In the book, Schwabe urged Americans to reexamine their food prejudices, not from some holier-than-thou height but because he seriously believed people were missing out on some delicious stuff. “It is meant to be a practical guide to help us and our children prepare for the not too distant day when the world’s growing food-population problem presses closer upon us and our overly restrictive eating habits become less tolerable,” he wrote. “I do not think this prospect need portend disaster, for opening our minds about foods and educating our palates to receive new and varied taste experiences could prove as enjoyable an experience as it will be a necessary one.”
Things looked pretty bleak then, as he noted that Americans not only “eat many fewer species of animals today than in times past, but rarely do we eat anything more than the muscle tissues of even those animals” and that 40% of all the beef we eat is “in the form of the mechanically ground, homogenous paste we call hamburger.”
So, of course, his first chapter is beef with recipes that cycle through the whole animal (whole roasted ox from England) to recipes for headcheese, beef tongue, cheeks, osso buco and oxtail Roman-style, all not that far out for anybody with a semi-adventurous palate. But what about a recipe for “slivers of ox palate” or, here’s a good one, calf’s eyes stuffed with truffles, then dipped in eggs and bread crumbs and deep-fried.
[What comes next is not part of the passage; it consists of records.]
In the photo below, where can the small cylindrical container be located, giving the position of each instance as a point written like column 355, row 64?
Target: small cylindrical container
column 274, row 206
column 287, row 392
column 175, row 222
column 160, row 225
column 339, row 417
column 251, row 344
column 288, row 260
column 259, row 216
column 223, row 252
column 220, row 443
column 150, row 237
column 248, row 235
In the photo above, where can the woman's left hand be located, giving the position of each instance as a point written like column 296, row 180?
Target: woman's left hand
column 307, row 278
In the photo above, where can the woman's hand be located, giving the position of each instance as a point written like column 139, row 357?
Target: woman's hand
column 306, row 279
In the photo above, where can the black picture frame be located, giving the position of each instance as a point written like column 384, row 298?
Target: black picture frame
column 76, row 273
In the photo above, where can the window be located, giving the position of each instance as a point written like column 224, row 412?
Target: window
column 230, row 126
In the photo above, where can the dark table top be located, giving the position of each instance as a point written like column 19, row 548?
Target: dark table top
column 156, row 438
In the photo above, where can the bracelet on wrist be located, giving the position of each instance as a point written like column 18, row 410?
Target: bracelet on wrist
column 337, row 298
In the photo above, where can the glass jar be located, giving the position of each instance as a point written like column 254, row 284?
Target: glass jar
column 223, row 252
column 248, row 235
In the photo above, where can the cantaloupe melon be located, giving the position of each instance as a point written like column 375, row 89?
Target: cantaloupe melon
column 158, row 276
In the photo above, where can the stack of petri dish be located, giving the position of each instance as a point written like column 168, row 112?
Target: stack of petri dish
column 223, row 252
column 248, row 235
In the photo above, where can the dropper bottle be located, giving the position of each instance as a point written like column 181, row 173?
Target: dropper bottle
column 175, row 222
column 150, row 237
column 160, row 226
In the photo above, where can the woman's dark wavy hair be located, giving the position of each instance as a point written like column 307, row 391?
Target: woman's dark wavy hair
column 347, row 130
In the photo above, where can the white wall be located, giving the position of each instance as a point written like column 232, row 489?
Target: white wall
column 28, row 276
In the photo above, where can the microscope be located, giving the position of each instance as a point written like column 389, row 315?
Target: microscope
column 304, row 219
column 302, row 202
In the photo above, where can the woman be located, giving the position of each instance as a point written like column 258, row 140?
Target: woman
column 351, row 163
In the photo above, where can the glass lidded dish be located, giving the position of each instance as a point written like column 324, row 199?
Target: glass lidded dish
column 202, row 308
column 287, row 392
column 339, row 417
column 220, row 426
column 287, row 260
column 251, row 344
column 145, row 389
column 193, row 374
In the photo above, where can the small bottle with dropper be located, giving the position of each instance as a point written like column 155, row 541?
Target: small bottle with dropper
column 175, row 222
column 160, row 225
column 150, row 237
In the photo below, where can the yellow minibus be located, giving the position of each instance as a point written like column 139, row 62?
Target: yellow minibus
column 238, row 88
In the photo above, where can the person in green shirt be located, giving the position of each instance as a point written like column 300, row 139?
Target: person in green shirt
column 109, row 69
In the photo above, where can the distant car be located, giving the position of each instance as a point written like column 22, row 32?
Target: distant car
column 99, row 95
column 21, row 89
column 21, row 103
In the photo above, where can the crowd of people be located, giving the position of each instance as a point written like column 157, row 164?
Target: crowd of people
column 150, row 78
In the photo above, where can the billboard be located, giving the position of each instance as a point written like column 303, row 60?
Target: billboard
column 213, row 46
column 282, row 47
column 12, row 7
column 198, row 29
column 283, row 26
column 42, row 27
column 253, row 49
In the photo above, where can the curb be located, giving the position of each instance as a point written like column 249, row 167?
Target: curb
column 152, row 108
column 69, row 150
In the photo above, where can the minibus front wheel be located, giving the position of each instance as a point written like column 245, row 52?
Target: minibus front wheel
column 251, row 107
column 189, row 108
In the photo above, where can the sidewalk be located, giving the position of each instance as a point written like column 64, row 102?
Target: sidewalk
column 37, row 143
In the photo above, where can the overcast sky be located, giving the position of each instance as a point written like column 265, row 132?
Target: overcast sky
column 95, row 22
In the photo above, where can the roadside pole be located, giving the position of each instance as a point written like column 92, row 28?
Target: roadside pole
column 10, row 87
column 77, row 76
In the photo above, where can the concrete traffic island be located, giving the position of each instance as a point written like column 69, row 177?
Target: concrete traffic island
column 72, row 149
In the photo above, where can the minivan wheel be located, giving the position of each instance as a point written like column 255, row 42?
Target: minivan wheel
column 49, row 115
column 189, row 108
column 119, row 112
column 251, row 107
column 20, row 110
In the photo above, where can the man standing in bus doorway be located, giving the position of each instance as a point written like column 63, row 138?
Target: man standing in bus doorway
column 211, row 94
He’s included dishes of spleen, pancreas, blood, mountain oysters (testicles), even a French recipe for calf udder croquettes.
Much of the book features even more unfamiliar fare on the order of earthworm broth, Samoan baked fruit bats, Turkish sheep’s feet with yogurt, Estremaduran cat stew, French crepes with fish sperm and béchamel, uterus sausage and stuffed sow’s udder. To tantalize with just a few.
This book is sure to deflate any idea that you or I have tried everything. I’ve had porcupine and cane rat stew at a rather fancy restaurant in West Africa. That’s nothing. Schwabe confronts us with our own culinary myopia backed up with a veritable avalanche of recipes, all written in the kind of shorthand real cooks favor.
As a practical-minded scientist, he also makes the suggestion that maybe we should think about eating our pests, starting with pigeons. Gourmands’ highly prized squab, he points out, is merely a 25- to 30-day-old pigeon about to leave the nest. And then there’s rattlesnake and other reptiles.
And finally, dear readers, he gets to insects, with recipes for silkworm omelet from China, red ant chutney from India and bee grubs in coconut cream from Thailand. My favorite, though, has to be crisp roasted termites from Swaziland. Just wait till I get hold of those buggers gnawing at my house.
“Unmentionable Cuisine” is still in print in paperback (University of Virginia Press, $24.50.)